世界に伍するスタートアップエコシステムを作り上げ、持続可能な経済成長と社会課題解決を両立――。昨年11月に高市早苗政権が設置した日本成長戦略本部の検討課題には、スタートアップの成長支援が掲げられている。
2022年に当時の岸田文雄政権が策定した「スタートアップ育成5か年計画」は折り返し地点を過ぎ、その成果は一定生まれ始めている。アメリカ・サンフランシスコに本拠を置く調査機関Startup Genome(スタートアップ・ゲノム)が発行する『The Global Startup Ecosystem Report 2025』では、東京が技術や知財の質量を測る「知識部門」で世界3位にランクインした。

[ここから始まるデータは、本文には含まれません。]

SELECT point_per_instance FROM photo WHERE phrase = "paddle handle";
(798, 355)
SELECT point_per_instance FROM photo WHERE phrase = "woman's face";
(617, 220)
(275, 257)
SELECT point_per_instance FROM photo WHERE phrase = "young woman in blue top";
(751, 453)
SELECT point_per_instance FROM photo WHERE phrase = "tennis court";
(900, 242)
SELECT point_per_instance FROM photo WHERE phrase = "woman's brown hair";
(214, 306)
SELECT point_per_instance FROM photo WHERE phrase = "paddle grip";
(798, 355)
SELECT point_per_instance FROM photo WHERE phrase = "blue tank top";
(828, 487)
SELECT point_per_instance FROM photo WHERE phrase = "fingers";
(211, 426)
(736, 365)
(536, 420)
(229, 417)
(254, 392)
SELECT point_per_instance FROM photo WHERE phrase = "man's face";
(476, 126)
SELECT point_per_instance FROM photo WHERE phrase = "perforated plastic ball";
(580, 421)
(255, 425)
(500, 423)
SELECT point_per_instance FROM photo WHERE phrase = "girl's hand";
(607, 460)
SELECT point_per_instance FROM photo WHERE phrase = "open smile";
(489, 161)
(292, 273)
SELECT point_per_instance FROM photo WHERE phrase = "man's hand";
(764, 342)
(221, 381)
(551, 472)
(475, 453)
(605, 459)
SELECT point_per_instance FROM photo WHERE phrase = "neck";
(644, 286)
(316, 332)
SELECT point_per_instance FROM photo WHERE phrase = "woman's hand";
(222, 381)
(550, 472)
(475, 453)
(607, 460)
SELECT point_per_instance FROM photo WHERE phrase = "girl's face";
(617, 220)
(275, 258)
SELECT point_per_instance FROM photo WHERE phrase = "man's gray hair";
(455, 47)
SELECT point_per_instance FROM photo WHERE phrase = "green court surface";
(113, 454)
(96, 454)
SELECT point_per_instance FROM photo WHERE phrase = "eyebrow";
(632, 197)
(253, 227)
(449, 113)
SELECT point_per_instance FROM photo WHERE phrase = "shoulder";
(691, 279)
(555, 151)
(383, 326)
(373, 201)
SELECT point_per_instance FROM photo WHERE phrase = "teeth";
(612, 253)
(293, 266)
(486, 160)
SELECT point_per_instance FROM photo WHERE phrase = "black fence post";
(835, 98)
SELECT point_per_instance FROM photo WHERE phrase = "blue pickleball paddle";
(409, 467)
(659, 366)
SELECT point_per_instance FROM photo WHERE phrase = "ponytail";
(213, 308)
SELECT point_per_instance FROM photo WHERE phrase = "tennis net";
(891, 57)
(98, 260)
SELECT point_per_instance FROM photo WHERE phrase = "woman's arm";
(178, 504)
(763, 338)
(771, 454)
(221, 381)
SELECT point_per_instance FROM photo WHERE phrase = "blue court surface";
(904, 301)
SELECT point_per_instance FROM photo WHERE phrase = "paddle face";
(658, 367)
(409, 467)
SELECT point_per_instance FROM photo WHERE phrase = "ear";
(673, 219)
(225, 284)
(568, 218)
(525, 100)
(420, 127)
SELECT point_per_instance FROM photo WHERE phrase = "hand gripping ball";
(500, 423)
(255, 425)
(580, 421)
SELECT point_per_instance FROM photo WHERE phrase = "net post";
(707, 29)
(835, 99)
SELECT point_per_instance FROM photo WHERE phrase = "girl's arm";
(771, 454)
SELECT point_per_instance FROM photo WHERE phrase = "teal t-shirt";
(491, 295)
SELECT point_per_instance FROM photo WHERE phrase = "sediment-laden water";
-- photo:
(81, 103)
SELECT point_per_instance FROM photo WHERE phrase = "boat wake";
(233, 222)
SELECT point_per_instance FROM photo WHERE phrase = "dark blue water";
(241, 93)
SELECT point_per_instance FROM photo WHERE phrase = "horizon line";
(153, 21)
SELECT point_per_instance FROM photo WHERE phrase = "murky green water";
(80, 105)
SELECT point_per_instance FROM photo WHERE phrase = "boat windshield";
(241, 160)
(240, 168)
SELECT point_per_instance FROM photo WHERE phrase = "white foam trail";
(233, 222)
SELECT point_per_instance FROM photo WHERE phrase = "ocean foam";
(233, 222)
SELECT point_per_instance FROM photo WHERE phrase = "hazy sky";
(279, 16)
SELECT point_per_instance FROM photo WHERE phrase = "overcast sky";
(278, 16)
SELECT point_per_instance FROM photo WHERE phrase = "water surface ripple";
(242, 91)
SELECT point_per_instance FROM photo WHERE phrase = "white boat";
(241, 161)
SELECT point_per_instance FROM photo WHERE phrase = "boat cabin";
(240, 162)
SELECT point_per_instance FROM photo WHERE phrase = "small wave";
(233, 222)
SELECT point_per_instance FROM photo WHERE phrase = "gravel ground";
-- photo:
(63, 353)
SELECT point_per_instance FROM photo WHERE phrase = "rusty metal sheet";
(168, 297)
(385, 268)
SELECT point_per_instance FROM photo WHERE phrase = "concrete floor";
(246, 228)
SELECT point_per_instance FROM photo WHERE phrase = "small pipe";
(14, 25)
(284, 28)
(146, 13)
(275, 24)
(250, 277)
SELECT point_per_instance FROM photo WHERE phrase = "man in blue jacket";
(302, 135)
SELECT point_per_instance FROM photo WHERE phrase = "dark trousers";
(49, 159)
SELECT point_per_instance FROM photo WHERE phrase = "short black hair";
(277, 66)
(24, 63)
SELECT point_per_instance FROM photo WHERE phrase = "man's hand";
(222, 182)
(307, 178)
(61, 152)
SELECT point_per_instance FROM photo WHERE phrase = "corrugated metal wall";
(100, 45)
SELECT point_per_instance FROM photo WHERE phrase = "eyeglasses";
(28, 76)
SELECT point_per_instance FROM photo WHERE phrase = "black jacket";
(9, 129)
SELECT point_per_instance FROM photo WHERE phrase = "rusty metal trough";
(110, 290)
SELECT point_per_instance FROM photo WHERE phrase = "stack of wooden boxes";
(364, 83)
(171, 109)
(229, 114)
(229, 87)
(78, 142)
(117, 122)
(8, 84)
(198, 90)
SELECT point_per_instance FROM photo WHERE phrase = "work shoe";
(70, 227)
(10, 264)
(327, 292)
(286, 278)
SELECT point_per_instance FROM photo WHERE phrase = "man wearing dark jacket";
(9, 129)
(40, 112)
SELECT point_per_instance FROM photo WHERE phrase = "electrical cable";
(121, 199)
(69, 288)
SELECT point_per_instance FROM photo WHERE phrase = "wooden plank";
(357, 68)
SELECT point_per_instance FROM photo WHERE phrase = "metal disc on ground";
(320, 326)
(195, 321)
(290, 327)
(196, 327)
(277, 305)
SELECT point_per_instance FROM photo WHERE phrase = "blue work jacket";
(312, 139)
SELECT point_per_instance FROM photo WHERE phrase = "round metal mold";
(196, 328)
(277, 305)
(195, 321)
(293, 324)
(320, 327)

しかし、そうした土壌から生み出されるアウトプット(成果)は心もとない。同レポートが集計するユニコーン企業(企業価値が10億ドル以上の企業)数を見ると、アメリカ・シリコンバレーの337社に対し、東京はわずか8社。シンガポールや韓国・ソウルといったアジアのライバルにも経済的価値(Ecosystem Value)の指標でダブルスコアの差をつけられている。
岸田政権は2027年度にユニコーン100社という目標を掲げたがその実現は遠く、高市政権下でもスタートアップのすそ野は社数が2.5万社まで増えるという点で拡大しつつあるが、エコシステムが国内に小さく閉じ、大きく成長するスタートアップが不足していることを問題視している。